Gabrielle d'Estrées a trois enfants d'Henri IV : un fils, César, en 1594, plus tard un autre fils, Alexandre, et ensuite une fille. Elle est enceinte de nouveau en 1599, et sa fécondité la rend précieuse au Roi puisque sa femme, Marguerite de Valois – la fameuse Reine Margot -, dont il vit séparé depuis longtemps, est sté­rile. Le Roi n'a toujours pas d'héritier. S'il a, par ailleurs, d’autres bâtards reconnus, leur naissance n'a pas été fêtée comme l'est celle des enfants de Gabrielle.

 

 

 

 

 

 

Celle-ci réunit toutes les qualités que le Roi a jusqu'ici cherchées chez une femme… je le cite : « beauté en la personne, pudicité en la vie, complaisance en l'humeur, habile­té en l'esprit, fécondité en génération ».

 

 

 

 

 

 

 

 

 

Ceci dit, au départ Gabrielle d'Estrées n'était guère attirée par le Roi, nourrissant un penchant beaucoup plus marqué pour son Grand Ecuyer, le beau seigneur de Bellegarde. Mais sa famille n'avait cure de ses sentiments et elle l'expédia dans le lit du souverain en échange d'avantages appréciables. Il paraît toutefois que Belle­garde dut parfois s'enfuir précipitamment par la fenêtre au moment où Henri péné­trait dans les appartements de sa maîtresse. Craignant que cette attirance réciproque ne se termine par un mariage, le Roi offrit la main de Gabrielle à un noble accommo­dant, Damerval de Liancourt, dont l'impuissance était notoire.

 

 

 

Avec le temps, Gabrielle finit par apprécier sa vie de favorite officielle, prenant part aux succès du roi, qui allèrent croissant après sa conversion au catholicisme. Elle entre à ses côtés dans Paris enfin conquise. Elle accumule les titres et l'or, on ne s'ap­proche plus d'elle sans baiser le bas de sa robe - elle vécut de plus en plus « sur un pied de reine ». Mais elle n'habite pas au Louvre avec son royal amant. Elle n'a dormi qu'une nuit dans le lit des reines, elle ne put s'y endormir, et hantée par les fantômes des Valois, s'enfuit le lendemain matin dans un palais proche. Paris effraie Gabrielle, elle suit même le roi en campagne car, ainsi que l'écrit un courtisan, un nommé L'Estoile : « Mada­me la Marquise, fort effrayée plus de sa conscience que d'autre chose, fut prête avant le Roy et partit une heure avant lui dans sa litière, ne se sentant plus assurée à Paris, le Roy n’y étant plus. »

 

 

 

 

 

La bague que nous présente Gabrielle lui a été offerte par le Roi, le 2 mars 1599. Hors, il s'agit de l'anneau d'in­vestiture, par lequel l'union d'Henri IV avec la France est solennellement consom­mée le jour du sacre. C'est le cadeau de fiançailles du Roi à Gabrielle, enceinte : il veut faire d'elle son épouse légitime et la reine de France. Un projet inouï. Les noces auront lieu dans quelques semaines, le premier dimanche après Pâques. Seuls Dieu ou la mort pourraient encore contra­rier son bonheur, Gabrielle en est sûre et le dit à qui veut l'entendre.

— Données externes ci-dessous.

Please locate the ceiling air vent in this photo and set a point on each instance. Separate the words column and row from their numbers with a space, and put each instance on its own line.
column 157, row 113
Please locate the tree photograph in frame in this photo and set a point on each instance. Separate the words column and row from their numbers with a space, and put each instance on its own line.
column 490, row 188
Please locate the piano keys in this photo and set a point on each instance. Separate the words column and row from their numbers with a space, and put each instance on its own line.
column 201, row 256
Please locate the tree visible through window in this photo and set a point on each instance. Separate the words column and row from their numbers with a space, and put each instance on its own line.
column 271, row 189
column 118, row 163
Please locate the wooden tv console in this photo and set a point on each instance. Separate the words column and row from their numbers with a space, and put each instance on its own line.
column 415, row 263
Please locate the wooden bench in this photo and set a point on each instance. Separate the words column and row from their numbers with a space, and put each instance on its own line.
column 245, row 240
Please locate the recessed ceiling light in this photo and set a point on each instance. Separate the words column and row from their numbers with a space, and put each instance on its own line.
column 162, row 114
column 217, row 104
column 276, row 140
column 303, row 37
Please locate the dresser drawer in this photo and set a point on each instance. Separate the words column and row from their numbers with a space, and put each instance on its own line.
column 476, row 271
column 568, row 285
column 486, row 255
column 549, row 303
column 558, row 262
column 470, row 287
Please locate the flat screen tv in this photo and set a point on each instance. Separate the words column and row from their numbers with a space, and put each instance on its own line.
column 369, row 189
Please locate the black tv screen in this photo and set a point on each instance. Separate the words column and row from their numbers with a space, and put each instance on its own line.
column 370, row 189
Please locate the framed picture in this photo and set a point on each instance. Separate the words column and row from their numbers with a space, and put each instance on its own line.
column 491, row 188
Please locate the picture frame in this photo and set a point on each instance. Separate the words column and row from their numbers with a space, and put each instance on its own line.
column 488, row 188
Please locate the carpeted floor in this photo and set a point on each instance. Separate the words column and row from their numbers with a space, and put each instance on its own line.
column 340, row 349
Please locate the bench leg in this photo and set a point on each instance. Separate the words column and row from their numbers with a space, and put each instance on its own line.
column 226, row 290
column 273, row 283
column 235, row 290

En 1599, Henri IV touche enfin au but. Après bien des épreuves, il est arrivé à l'apogée de sa puissance. Il a combattu pendant dix-huit ans à la tête des huguenots et ensuite, durant cinq ans a dû conquérir son royaume au fil de son épée. Enfin, le trône lui est acquis, la paix règne dans le pays, aussi bien à l'intérieur qu'aux fron­tières. L'heure est venue de fonder une dy­nastie, et il désire le faire avec celle qui lui a donné des enfants et qui était à ses côtés quand on se raillait de lui et l’appelait « le général sans argent et le Roi sans couronne ». Depuis quelque temps déjà, le Roi a fait part de ses intentions à ses ministres, horrifiés. Le ma­riage de Gabrielle est annulé et le Roi pres­se Rome de dissoudre sa propre union.

« Le vaillant prince était sur le point de commettre la plus grosse bêtise qui puisse s'imaginer, et pourtant il y était fermement résolu », note Tallemant des Réaux, traduisant ainsi l'opinion de ses contemporains. Tous sont opposés à cette alliance, à cette « tache sur l'honneur de la France » ainsi que l'a formulé le pape. La noblesse fran­çaise s'insurge à l'idée de devoir un jour accepter pour roi César, le fils de Gabrielle, un bâtard et, qui plus est, fruit d'un double adultère car rappelons qu’à sa naissance, Henri IV et Gabrielle avaient tous deux des conjoints attitrés. Le peuple français hait et méprise « la duchesse d'or­dure », comme on la nomme, à cause de son goût de la parure et, je cite, « des perles et pierreries si reluisantes qu'elles offusquaient la lueur des flam­beaux », mais aussi à cause des fêtes qu'elle donne, et de son train de vie luxueux, qui contraste tellement avec la simplicité du Roi et la mi­sère qui règne dans le pays. Près d'un demi-siècle de guerre civile, de sièges, d'épidémies ont laissé des traces. Un pauvre batelier de la Seine dira à Henri IV, qu'il ne reconnaît pas dans ses habits de chasse : « Le Roi est assez bonhomme, mais il a une méchante putain qu'il entretient et qui nous ruine tous ». Le Roi ne fait qu'en rire et passe outre aux objections du pape, des ministres et de la noblesse, donnant l'ordre de hâter les préparatifs du mariage avant de se rendre à Fontainebleau. La robe de mariée est déjà prête. Le 5 avril 1599, le Roi renvoie Gabrielle à Paris, malgré sa grossesse avancée, afin qu'elle y fasse ses Pâques. La favorite séjournera dans l'ac­cueillante maison du riche banquier italien Sébastien Zamet, réputé pour sa bonne cuisine et qui met lui-même la main à la pâte quand il re­çoit des hôtes de marque.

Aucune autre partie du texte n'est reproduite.